Recent North Korean missile tests are pictured in this undated combination photo taken at undisclosed locations and released on November 7, 2022 by North Korea's Korean Central News Agency (KCNA).

North Korea says it responded to the South and the United States' recent drawn-out war games by exercising striking key enemy targets.

The six-day war games, which were codenamed Vigilant Storm, ended on Saturday. They featured nearly 240 warplanes conducting about 1,600 sorties.
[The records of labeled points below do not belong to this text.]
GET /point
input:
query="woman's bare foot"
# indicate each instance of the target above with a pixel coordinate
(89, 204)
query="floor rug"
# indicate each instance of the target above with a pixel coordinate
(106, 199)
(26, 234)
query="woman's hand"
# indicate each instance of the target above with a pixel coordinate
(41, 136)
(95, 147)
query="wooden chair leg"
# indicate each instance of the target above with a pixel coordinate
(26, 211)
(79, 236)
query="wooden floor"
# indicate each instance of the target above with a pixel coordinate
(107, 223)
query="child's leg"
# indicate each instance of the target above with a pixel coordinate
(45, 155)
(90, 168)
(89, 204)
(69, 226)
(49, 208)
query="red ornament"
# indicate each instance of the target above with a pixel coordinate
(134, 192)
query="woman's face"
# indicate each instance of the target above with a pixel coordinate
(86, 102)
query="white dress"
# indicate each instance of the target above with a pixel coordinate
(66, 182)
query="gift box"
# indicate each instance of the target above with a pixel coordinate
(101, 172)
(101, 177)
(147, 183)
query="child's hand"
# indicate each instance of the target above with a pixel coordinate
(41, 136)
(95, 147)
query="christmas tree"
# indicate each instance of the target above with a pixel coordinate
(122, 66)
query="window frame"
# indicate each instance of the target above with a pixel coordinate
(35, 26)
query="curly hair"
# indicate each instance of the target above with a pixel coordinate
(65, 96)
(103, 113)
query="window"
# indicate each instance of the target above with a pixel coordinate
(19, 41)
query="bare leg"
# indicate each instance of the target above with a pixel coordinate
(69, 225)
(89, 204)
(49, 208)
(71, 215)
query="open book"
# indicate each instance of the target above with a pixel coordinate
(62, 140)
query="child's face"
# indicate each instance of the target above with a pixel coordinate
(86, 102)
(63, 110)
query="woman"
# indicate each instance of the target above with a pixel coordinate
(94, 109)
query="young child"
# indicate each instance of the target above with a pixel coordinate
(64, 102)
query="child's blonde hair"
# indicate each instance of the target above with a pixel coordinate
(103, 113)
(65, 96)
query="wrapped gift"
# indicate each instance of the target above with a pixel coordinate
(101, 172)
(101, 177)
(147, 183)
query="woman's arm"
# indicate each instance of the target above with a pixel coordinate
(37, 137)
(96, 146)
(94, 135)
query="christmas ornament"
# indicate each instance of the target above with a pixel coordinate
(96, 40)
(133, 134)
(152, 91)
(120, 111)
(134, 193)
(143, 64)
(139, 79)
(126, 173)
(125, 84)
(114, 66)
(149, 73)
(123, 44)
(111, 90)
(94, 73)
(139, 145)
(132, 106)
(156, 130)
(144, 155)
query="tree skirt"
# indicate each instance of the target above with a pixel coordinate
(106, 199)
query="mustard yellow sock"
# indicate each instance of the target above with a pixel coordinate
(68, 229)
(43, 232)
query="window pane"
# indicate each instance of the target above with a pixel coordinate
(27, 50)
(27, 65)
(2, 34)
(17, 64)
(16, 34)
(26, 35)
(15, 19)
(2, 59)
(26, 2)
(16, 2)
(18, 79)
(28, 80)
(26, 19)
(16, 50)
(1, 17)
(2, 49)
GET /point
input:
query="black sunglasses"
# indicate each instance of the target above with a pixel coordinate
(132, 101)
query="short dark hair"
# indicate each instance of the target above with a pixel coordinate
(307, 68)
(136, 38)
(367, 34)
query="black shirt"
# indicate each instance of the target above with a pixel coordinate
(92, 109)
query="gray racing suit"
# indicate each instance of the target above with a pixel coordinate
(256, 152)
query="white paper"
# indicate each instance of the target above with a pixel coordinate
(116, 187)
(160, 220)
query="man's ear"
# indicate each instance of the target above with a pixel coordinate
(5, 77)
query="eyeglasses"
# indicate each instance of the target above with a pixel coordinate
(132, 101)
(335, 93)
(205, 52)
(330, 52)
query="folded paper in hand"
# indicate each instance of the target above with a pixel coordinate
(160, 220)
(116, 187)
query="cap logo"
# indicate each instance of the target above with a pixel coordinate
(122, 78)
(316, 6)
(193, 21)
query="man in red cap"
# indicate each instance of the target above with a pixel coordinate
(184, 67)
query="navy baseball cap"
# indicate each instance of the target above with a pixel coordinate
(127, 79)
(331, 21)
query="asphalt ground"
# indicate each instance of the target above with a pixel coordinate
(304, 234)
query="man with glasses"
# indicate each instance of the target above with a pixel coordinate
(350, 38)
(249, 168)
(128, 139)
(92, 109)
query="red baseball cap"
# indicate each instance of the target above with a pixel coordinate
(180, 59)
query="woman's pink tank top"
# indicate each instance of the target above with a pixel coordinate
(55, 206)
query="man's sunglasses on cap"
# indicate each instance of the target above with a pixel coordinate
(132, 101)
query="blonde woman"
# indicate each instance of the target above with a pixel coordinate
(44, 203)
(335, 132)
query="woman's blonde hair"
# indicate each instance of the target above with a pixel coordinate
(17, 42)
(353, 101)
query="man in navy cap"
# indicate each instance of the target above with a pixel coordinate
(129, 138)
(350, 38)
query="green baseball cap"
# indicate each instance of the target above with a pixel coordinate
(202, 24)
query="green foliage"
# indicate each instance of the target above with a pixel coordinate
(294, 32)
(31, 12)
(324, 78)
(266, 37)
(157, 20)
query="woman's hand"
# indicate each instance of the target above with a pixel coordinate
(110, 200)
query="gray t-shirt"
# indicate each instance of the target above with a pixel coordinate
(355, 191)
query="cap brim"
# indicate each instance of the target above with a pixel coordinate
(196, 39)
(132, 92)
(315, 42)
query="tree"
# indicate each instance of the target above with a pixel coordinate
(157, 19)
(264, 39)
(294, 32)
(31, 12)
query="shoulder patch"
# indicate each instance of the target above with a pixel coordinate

The US Air Force has boasted that the exercises were unprecedented in their sheer scale.

The North's military said on Monday that the exercises were an "open provocation aimed at intentionally escalating the tension" and "a dangerous war drill of very high aggressive nature," the North's Korean Central News Agency (KCNA) reported.

The military added that it had responded with measures simulating striking enemy air bases and warplanes.

Throughout the course of the joint exercises, the North test-fired multiple missiles, including a possible failed intercontinental ballistic missile (ICBM), and hundreds of artillery shells into the sea.

The North Korean military also said it had even drilled hitting a major South Korean city to "smash the enemies' persistent war hysteria."

It confirmed firing two apparently nuclear-capable "strategic" cruise missiles on November 2 toward the waters off Ulsan, the southeastern coastal city housing a nuclear power plant and large factory parks.

The operations also included a launch of two "tactical ballistic missiles loaded with dispersion warheads," a test of a "special functional warhead paralyzing the operation command system of the enemy," and an "all-out combat sortie" involving 500 fighter jets.

"The more persistently the enemies' provocative military moves continue, the more thoroughly and mercilessly the KPA (the Korean People's Army) will counter them," it concluded.

Washington and Seoul have markedly stepped up their muscle-flexing near the North's maritime border and airspace, as means of deterring another nuclear test by Pyongyang, which conducted its last such test in 2017.

North Korea considers the drills to be an exercise for a pending invasion, and has been conducting a flurry of back-to-back missile launches, artillery fire drills, and aerial exercises since the beginning of this year.